It's a marathon not a sprint, says Intercom's Greg Davis.
In Summary: Most product launches aren’t highly targeted. They generate record traffic days, but the bulk of that traffic comes from people who don’t end up buying.
It’s a common mistake to take your foot off the pedal when you get a product or feature into the hands of customers.
Instead, continual crafting of the perfect message, pricing and user experience should continue in small, thoughtful steps throughout the life of the product.
Start crafting experiences instead says Arjun Pisharody from MyPlanet.
In Summary: Product strategy is, for many, based on increasing features. Instead of focusing on building more functions, Arjun says, we should focus on building a better customer experience. Improving customer experience shifts the focus to the emotions and the desires of the end customer which are more enduring.
Providing customers with great experiences is how brands cut through the clutter and capture customer attention. By showing that our brand really cares and listens to its customers, you create positive space in a consumer’s mind.
Think problems not predictions, says ProdPad's Andrea Saez.
In Summary: As a product manager, you’re going to be wrong a lot. Yet product managers don’t change directions as often as they need to. This is mainly because, as Jeff Gothelf observed "Changing directions means admitting you were wrong. And most companies don’t reward being wrong.”
Planning for new features on a quarterly basis without anticipating change will cause your product to crumble. By focussing instead on the problems you plan to solve, and utilising a theme-based product roadmap in place of a date based one, you can adapt to change without sacrificing your commitments in the eyes of the team.
Part 3 in a great product series from Charles Du.
Charles' analysis of product insights from the CEOs of Silicon Valley Unicorns (Marissa Mayer, Brian Chessky so far) has been a consistently great read.
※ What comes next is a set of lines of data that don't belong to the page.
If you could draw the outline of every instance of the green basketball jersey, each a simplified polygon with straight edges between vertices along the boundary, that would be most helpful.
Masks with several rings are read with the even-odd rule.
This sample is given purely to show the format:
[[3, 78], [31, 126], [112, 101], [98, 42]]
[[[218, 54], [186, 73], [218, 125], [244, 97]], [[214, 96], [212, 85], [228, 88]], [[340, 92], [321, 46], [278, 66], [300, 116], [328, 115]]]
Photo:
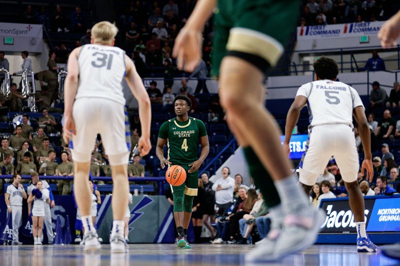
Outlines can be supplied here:
[[204, 123], [192, 117], [185, 122], [170, 119], [161, 125], [158, 133], [158, 138], [167, 140], [168, 160], [178, 165], [197, 160], [199, 138], [204, 136], [207, 131]]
In #3, he summarises Eric Schmidt's recollection of his time at the helm at Google.
Eric highlights the danger of scaling a product prematurely, the importance of building products that you love internally (no one at Google actually used Google Wave) and the long term benefits of being a high-margin vs a low margin business as the standout lessons learnt.
Pawel Grabowski from Smashing Copy on the mistakes that blow us up.
In Summary: Did you know AT&T launched a 'picturephone' in 1970 or that Google launched its own version of Second Life? Nope? That's because, even now, 30 to 45% of new products fail to deliver any meaningful financial return.
Pawel lists poor product / market fit, a failure to understand customer needs (or fixing a non-existing problem), and a lack of internal capabilities amongst other systemic reasons for failure.
Jim Semick from Product Plan on how to surprise and delight when presenting your Product Roadmap.
In Summary: How you say something is as important as what you say, and so it goes with gaining buy-in to your Product Roadmap.
Considering the specific interests of different stakeholders (from executives to engineers), talking in terms of value, backing up your decisions with evidence and using visual tools (instead of a spreadsheet) are ways you can secure engagement from stakeholders.